赤城山西麓の裾野を縫うように走る旧道沿いの川額集落に曹洞宗雲昌寺がある。境内の東側、建物に挟まれ道路に面するように立っているのが雲昌寺の大ケヤキである。
写真のように、根の大きさからは想像できないこぢんまりとまとまってしまった感のあるケヤキである。
これには解説板にあるとおり、火災で幹が焼けてしまったからに他ならないであろう。
現在も空洞内には焼けこげた痕跡が明瞭に残り、身を挺して寺を守ったことを知ることができる。
すぐそばに建物や車庫が迫り、かなり窮屈な印象は否めないが、根張りの雄大さは相当なもので、もし火災に遭わずに残っていたなら、さぞかし雄大な樹形だっただろうと想像される。
クスノキなどと同じく、根の肥大した部分を計測せざるを得なく実測値は11mを超えるものとなり驚いたが、じっくりと検証してみると10mクラスのケヤキであることに疑いはないようだ。

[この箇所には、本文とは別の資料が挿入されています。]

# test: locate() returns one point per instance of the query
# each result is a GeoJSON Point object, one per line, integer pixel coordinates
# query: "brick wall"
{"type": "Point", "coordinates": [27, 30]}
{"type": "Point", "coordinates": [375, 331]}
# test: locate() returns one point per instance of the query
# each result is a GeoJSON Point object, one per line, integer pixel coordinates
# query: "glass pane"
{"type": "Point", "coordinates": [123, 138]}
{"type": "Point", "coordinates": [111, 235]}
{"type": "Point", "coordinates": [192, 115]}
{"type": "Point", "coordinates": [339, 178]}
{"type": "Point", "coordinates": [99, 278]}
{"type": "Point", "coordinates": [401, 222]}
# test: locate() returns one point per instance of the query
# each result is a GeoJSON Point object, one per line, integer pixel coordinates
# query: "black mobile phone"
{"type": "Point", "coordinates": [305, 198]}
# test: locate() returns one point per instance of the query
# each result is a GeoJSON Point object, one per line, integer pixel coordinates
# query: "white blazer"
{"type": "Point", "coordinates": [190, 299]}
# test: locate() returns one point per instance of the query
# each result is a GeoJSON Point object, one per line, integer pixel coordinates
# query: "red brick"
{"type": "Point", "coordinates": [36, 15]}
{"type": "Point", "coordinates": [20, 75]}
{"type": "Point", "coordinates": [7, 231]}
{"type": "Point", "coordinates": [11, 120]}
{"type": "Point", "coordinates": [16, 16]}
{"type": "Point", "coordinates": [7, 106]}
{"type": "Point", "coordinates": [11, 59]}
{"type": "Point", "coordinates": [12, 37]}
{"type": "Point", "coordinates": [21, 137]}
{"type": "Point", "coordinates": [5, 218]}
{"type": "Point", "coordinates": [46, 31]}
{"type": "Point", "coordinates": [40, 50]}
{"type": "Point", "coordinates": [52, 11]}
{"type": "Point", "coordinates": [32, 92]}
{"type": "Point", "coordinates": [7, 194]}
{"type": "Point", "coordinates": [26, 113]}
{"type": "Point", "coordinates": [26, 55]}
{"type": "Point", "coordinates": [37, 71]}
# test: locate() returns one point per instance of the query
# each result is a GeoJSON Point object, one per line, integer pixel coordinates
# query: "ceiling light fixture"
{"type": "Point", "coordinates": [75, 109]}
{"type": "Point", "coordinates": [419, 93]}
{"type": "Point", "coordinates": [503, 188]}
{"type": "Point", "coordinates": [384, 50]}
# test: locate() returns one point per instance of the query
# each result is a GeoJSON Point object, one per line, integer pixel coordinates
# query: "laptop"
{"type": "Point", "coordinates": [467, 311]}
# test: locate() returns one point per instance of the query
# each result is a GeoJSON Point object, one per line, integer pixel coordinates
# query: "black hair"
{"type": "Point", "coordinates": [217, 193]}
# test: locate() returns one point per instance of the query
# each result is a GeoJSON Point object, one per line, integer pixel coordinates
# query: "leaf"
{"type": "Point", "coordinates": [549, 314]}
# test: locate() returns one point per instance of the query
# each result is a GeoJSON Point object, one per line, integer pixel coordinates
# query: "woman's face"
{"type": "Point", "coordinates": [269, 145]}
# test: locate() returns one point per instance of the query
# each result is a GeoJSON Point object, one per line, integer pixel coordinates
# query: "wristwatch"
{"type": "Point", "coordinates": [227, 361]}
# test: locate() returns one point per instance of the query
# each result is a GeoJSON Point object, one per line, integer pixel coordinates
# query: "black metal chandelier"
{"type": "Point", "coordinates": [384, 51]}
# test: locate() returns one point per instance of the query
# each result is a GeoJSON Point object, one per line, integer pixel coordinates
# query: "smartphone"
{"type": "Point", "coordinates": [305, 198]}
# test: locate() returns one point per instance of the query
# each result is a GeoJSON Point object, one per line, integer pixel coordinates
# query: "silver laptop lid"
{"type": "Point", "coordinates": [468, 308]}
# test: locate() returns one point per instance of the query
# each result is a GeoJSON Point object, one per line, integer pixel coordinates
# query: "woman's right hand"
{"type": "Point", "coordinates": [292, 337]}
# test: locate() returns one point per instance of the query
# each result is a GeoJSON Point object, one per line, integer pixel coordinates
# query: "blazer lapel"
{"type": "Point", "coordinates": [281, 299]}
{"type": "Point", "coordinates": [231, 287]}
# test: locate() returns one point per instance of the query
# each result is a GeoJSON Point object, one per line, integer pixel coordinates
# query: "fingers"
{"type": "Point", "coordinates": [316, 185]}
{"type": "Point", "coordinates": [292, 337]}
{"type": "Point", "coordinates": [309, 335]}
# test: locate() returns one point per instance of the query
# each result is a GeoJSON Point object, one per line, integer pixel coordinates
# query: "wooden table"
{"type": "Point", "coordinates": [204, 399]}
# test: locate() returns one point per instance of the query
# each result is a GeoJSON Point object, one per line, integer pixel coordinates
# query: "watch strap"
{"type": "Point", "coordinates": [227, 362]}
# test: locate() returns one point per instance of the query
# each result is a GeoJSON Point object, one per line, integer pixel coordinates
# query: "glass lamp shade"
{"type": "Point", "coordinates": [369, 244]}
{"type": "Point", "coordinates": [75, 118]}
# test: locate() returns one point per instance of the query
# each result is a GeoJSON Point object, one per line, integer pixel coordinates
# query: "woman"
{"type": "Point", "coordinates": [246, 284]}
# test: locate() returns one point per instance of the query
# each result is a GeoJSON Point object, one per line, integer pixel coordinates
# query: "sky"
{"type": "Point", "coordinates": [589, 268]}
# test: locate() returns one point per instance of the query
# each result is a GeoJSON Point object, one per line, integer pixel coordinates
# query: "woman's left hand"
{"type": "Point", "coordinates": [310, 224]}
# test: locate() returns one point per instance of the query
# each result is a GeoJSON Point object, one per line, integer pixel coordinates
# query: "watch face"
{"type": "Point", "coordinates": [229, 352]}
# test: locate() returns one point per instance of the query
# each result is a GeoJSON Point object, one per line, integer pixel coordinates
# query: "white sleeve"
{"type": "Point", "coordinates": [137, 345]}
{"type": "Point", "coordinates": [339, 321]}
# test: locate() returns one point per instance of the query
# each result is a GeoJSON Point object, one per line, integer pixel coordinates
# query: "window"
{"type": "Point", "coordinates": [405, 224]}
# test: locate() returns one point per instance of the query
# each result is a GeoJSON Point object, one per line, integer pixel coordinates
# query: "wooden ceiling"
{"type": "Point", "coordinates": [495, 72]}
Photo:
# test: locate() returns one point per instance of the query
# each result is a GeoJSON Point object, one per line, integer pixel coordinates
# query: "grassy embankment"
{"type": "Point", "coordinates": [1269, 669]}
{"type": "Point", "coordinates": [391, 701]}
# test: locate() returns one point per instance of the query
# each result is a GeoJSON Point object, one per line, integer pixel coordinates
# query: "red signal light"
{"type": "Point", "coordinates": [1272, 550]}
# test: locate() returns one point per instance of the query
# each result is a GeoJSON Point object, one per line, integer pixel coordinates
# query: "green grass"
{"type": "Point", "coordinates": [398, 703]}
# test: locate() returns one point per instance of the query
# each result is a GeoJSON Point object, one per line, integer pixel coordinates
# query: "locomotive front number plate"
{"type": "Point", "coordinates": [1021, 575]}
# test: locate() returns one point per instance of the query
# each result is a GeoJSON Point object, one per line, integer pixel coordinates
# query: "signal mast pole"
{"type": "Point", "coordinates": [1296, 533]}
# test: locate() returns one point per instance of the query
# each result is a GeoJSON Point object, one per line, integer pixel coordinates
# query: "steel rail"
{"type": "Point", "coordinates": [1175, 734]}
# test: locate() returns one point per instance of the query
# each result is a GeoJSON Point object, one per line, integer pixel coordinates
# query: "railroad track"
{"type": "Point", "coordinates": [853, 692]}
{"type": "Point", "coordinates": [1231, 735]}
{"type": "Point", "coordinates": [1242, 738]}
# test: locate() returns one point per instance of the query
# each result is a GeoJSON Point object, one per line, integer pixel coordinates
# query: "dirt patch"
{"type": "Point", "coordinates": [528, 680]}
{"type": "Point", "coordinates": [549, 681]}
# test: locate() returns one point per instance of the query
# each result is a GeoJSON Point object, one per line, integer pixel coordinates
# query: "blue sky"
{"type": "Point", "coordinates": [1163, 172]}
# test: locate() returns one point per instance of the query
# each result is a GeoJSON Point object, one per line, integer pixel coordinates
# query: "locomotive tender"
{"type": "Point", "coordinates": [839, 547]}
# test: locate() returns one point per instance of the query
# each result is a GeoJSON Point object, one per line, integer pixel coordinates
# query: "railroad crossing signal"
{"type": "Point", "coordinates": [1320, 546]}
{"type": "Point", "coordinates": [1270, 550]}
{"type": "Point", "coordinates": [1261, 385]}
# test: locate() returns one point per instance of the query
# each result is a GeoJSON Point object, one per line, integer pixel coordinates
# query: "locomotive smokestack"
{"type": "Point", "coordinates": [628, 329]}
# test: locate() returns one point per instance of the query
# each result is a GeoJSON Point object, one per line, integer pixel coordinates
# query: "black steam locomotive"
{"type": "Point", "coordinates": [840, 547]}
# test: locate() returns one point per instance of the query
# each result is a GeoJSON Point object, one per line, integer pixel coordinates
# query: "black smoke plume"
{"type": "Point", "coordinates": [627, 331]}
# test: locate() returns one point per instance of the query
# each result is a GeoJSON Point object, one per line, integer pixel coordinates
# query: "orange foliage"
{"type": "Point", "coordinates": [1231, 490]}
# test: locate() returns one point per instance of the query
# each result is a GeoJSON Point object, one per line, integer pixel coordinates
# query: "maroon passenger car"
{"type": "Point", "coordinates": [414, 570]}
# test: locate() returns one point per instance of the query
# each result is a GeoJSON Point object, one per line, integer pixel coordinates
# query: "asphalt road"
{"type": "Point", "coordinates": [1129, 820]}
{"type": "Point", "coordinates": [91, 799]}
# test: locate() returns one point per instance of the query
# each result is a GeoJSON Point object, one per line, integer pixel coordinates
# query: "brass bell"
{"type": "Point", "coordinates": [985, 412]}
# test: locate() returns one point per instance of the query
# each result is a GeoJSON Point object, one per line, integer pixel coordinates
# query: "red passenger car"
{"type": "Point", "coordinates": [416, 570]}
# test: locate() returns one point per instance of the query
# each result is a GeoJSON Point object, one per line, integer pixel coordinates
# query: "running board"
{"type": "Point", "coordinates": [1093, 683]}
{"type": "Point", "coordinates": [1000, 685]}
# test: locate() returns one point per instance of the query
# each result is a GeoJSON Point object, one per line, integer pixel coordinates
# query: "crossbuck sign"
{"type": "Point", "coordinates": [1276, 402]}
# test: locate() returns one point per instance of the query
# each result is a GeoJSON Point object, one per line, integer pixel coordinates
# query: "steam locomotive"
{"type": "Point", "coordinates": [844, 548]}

余りにも立地の場所が悪く、これが大きさをスポイルしている原因であろう。
現在は火災の影響もなく盛んに葉を茂らせている。
火災で成長が阻害された分を取り戻そうとしているかのような元気の良さを見せており、まったく申し分ない樹勢の様子。
いつもケヤキを見せていただくのに寺の方にひと声かけると、「どうぞどうぞ」と、優しく導いていただける。お寺の方の心遣いがいつも嬉しく感じる。
境内に西側はちょっとした展望所となっており、時間を忘れてのんびりとするのも良いだろう。